Para Mariana, “o tacacá não tem segredo. Basta saber preparar o tucupi. Eu, particularmente, gosto mais do salgado, o doce não me agrada, mas tem quem goste”, comentou.

“Antes eu tinha vergonha de trabalhar na rua, hoje me orgulho. Tenho uma filha de 27 anos e um filho de 30. Ajudo minha filha e trabalho com alegria com tacacá”, disse.

Atualmente, o tacacá custa em média R$ 25 no bairro de Nazaré. Regiane contou que, embora hoje a barraca venda cerca de 50 cuias por dia, esse número já foi maior.

“Antigamente, vendíamos 100 cuias. Hoje, com a concorrência do fast food, caiu bastante. O domingo à tarde é o nosso melhor dia, as famílias ainda vêm tomar tacacá. É uma tradição nossa”, explicou.

Reconhecimento oficial do Iphan

O parecer técnico do Iphan, assinado pela conselheira Izabela Tamaso, reforça que o ofício de tacacazeira vai além da receita do prato. Ele engloba práticas agrícolas, saberes tradicionais, técnicas culinárias, modos de comercialização e formas de sociabilidade, além dos valores simbólicos associados à prática.

“É o reconhecimento dos saberes e tradições da Região Norte. A região deve ser valorizada. Ela fala sobre o que é o Brasil”, afirmou o presidente do Iphan, Leandro Grass.

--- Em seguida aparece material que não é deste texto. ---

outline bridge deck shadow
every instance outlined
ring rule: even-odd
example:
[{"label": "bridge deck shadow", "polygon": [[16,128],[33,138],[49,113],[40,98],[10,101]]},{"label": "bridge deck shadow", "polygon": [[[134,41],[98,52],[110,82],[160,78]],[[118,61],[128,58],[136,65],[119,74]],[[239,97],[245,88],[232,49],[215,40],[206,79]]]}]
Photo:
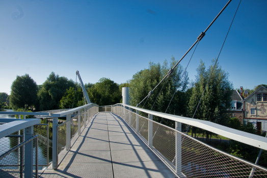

Na noite de terça-feira (25), um grupo familiar parou para tomar tacacá na barraca de Mariana e Regiane. As irmãs gêmeas Ismara e Isamara Antunes, o pequeno Martin, filho de Isamara, e o amigo da família, Igor Carvalho, que trabalha como assessor de investimentos.

“É maravilhoso. Um reconhecimento válido da nossa cultura, da profissão das meninas. Espero que elas se sintam valorizadas com isso”, afirmou Ismara, que atua como assistente de direção no cinema.

“Coisa de paraense. A gente sabe onde elas estão há muitos anos. Existem pontos clássicos, como em frente ao Colégio Nazaré. Já virou ponto turístico. Antes era só um ponto local, agora é um ponto turístico de Belém”, acrescentou Igor.

Um processo iniciado há mais de uma década

O pedido de registro como Patrimônio Cultural do Brasil teve início em 2010, feito pelo Centro Nacional de Folclore e Cultura Popular (CNFCP), como parte de um estudo sobre os saberes relacionados à mandioca no Pará. Em 2024, o processo ganhou novo impulso com uma pesquisa da Universidade Federal do Oeste do Pará (Ufopa), que ouviu mais de 100 tacacazeiras em sete estados da Região Norte: Acre, Amapá, Amazonas, Pará, Rondônia, Roraima e Tocantins.

Segundo o levantamento, cerca de 70% das pessoas que trabalham com tacacá são mulheres, muitas delas de meia-idade ou mais velhas, que herdaram o ofício de mães, avós ou sogras, e hoje transmitem esse conhecimento para as novas gerações. As tacacazeiras ocupam praças, feiras, esquinas e mercados em diversas cidades da Amazônia, transformando o preparo e a venda do tacacá em um meio de vida e em um símbolo da culinária amazônica.